Set off out to the reef with slight trepidation. The rain had come in overnight, and it had been pissing down ever since. I worried about visibility. The other younger females on board worried about their hair... 90 minutes out to the reef and we were off!
What followed was 7 amazing dives. It was warm enough that only a short wetsuit was necessary (decided not to worry too much that the snorkellers were all in stinger suits and we weren't). Buddied up with a young guy called Simon - for the first time in my life I was the more experienced of the two, so I was responsible for depth, checking air, plotting the course etc. Exciting, but problematic with a digital camera in tow. Photographers are notoriously bad buddies.
Within minutes of descending we had seen our first clown fish. Great start. Foxface rabbitfish followed, and other species in abundance. The second dive of the day delivered triggerfish (aggressive and territorial, one of them took a dislike to me and charged!) and a gorgeous little cowfish, which was responsible for me crashing into the reef and lacerating the back of my left leg. Smoothly done. Always good to be bleeding when 30 metres down in shark territory!
For the third dive, we transferred to the boat on which we were to spend the night. Taka was an old, single hull, probably around 50 ft long. My little bunk was in the gunnels of the ship. With the swell as it was, I aimed to spend as little time there as possible. Three people were already being violently seasick, as the crew (mostly Aussies and Kiwis) merrily discussed the oncoming cyclone. WHAAAT??
Apart from this, the crew were awesome - one guy even treating us to an underwater gangam style display! The other divers were a mixed bunch. A very large American in a 'honey badger dont give a shit' t-shirt (LOVE!) and a backpacker of the 'in India WE do this' variety. Keep dreaming love, we all know you're a Cali girl...
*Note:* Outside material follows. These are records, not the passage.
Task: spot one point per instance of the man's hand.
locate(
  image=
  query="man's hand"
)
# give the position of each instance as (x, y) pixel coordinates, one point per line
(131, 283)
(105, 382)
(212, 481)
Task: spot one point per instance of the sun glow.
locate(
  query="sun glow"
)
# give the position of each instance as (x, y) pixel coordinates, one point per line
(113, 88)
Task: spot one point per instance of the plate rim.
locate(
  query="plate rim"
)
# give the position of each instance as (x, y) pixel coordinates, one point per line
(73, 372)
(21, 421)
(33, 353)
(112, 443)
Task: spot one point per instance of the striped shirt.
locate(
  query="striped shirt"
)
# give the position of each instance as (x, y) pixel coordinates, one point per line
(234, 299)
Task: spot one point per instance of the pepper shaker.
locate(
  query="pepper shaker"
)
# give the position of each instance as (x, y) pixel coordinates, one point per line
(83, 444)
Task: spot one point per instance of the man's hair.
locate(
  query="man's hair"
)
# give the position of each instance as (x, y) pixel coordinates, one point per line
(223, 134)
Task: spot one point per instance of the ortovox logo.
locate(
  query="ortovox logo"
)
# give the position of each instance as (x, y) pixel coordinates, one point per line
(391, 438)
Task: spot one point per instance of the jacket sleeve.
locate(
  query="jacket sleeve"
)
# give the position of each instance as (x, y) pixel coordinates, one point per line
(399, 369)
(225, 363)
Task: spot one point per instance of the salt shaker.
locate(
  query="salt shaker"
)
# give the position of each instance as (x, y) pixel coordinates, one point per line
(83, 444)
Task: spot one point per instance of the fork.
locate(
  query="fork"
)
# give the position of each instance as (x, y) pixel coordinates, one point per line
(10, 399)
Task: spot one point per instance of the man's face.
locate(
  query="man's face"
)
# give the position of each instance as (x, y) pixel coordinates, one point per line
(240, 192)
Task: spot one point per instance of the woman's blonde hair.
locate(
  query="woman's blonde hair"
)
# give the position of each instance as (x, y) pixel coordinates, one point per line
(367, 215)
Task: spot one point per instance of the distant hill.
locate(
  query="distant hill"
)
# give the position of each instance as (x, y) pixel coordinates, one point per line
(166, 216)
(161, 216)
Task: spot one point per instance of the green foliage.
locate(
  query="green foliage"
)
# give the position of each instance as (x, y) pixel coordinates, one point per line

The easiest way to feel more normal and forget the waves was to head back down under the water. The nearest bommie was awash with little glassfish, which promised lionfish in the near vicinity. They didn't disappoint - think we saw about 5 of them! Our ascent, with the obligatory 3 minute safety stop at 5 metres was made all the more interesting by a curious batfish, who swam straight up and started investigating us. Slightly unnerving, but it passed the time!
After dinner we headed down for the night dive. Standing on the dive deck looking out into the inky black water, it did not feel remotely natural to be considering getting in. Especially when the crew switched on the spotlights, bringing in the sharks. The water was teeming with them - various people helped matters by chucking them some bacon. However, despite this daunting spectacle, this did mean that they were all busy at the back of the boat, so we could jump off the side and descent unaccompanied.
Well, not for long - Trevallys soon joined us, using our torch beams as guides for their dinner. About a metre in length, these silver fish are very solid, and you certainly feel it when they bump you out the way! Other highlights included spotting a sleeping parrotfish, which had sealed itself in a mucus bubble for protection. Everywhere the torch shone, millions of the little red eyes of crustaceans reflected back. It was completely different to any dive I've ever done, and a fantastic experience. On the ascent, the silhouettes of circling sharks above (luckily just reef sharks!) was quite a sight.
After a very fitful nights sleep it was all go again. The waves had grown overnight, tossing you from one side of the bunk to the other. Unfortunately, I woke around 1am with an overwhelming desire to pee. But with the sea so rocky, and the toilets all outside, I suddenly had a flashback to the 'Life of Pi'. If I was to get up, naturally I would get washed overboard into a lifeboat with a tiger, while the rest of the crew and clients drowned! Better to cross my legs and wait till morning...
I'll try and speed this up! 3 more dives that day with butterfly fish, angelfish, moorish idols and yet more clownfish. With one dive to go I was ever so slightly disappointed that I hadnt seen a turtle. Everything else had been amazing, but that would be the icing on the cake. The last dive site was by far the most visually stunning. We took on a 30m tunnel - pitch black in parts, and quite tight, but the feeling when you emerge is amazing. And then my buddy Trevor starting gesticulating wildly at me. I looked around confused, I could see nothing. He mimed the awkward turtle at me. I felt slightly affronted. Then I suddenly got it - he could see a turtle. God knows why I hadn't - a beautiful green turtle was right in front of us! It paddled placidly around, gorging on sea lettuce.
It wasnt until I got my photos back that I realised we could have seen a turtle on our first dive - we, erm, were just looking the wrong way!